Does that sound like a passing fad to you? Are we having the wool pulled over our eyes, being tricked into paying top dollar for a vegetable that is at best average? Quite the contrary, I think we're lucky to have finally, as a population, discovered how wonderful ramps actually are. You may argue that they only taste special to us because of their short season. And to this I concede: they do taste better because of their short season, but this is no defect: That their short season makes them even more special in our eyes is just the icing on the cake.
This morning's somewhat reactionary New York Times article suggests that our love for the wild onions is perhaps growing a bit too strong, resulting to over-harvesting that could lead to a ramp shortage a few years down the line. It quickly goes on to say that there is little evidence either way, and points out that there are currently no quotas set for the number of ramps you can harvest. If we are wise, it's probable that such controls will be put in place in the near future, which'll make the already tough-to-find vegetables even harder to find and more expensive. I don't think this is necessarily a bad thing.
The perception of flavor is not an empirically measurable value. It's a complex thought process defined just as much by our perception and our upbringing as the physiological reactions taking place on our tongues, soft palates, and noses.
So there is nothing wrong with appreciating something for its scarcity, for saving the marshmallows until the end of your bowl of Lucky Charms. Remember back when there were about two green M&M's per pack? Remember how valuable they were—how much better they tasted? These days, green M&M's are a dime a dozen—no more special than their brown, beige or yellow brethren. I wish that green M&M's were still scarce. I'm not even sure that I want to have the option of buying mealy fresh tomatoes in the middle of winter, of buying starchy asparagus in the fall.
While the convenience and freedom that these marvels of modern farming offer us is incredible, they also end up allowing us to forget exactly what a really ripe tomato bursting at the seams, a stalk of sweet, picked-this-morning asparagus, or a chin-dripping peach (so fat with juice that it weighs down the branch of a tree) are supposed to taste like—flavors that we, happily, are finally beginning to rediscover.
I want my ramps to taste special.
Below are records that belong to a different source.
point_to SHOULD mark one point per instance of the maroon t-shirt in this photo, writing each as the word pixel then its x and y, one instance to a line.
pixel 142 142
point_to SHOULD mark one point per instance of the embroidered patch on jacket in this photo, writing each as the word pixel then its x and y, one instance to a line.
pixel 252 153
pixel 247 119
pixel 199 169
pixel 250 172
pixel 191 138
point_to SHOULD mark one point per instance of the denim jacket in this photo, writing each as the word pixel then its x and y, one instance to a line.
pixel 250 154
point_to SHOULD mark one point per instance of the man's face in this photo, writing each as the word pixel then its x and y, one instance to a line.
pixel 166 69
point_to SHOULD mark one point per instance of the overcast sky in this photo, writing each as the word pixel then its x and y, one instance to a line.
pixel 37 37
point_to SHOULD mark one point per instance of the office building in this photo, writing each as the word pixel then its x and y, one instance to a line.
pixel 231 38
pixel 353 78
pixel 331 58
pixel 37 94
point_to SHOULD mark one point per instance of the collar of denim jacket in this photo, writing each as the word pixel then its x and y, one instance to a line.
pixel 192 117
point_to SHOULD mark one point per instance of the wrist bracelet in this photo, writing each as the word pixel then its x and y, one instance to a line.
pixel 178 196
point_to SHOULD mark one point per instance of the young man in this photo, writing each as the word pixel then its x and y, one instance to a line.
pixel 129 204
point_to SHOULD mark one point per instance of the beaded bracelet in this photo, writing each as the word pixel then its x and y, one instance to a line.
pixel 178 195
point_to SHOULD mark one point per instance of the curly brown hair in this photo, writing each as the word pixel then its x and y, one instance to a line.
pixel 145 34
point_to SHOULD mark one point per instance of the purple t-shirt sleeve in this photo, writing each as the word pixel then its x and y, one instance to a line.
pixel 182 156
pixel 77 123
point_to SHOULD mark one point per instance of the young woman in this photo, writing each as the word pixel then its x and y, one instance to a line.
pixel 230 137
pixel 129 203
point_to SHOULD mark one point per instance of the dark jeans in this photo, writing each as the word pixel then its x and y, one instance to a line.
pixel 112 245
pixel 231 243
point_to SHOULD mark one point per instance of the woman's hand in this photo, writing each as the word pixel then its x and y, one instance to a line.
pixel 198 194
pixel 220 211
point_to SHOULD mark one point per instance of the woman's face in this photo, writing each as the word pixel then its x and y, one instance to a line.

I appreciate them more because I have to make a conscious decision to spend a few more dollars on them than I would for any old onion. I like that I have to wait for them every year, and I love that when they finally come, I'm forced to test my culinary prowess to the full, discovering as many uniquely delicious ways to use them as I can before the short-lived jag is over.
Of course, there are those who'd claim that unless I grew up in Appalachia, unless I've tasted a ramp pulled straight from the swampy earth with my own two hands that I've only ever tasted a vague shadow of a ramp, and to you I'd say, awesome. You mean ramps can taste even better than they do now?
In my book, anything that makes food more special—even if it means making it harder to obtain—is a good thing.
And by the way—try adding sauteed ramps to your dumpling filling. It's killer.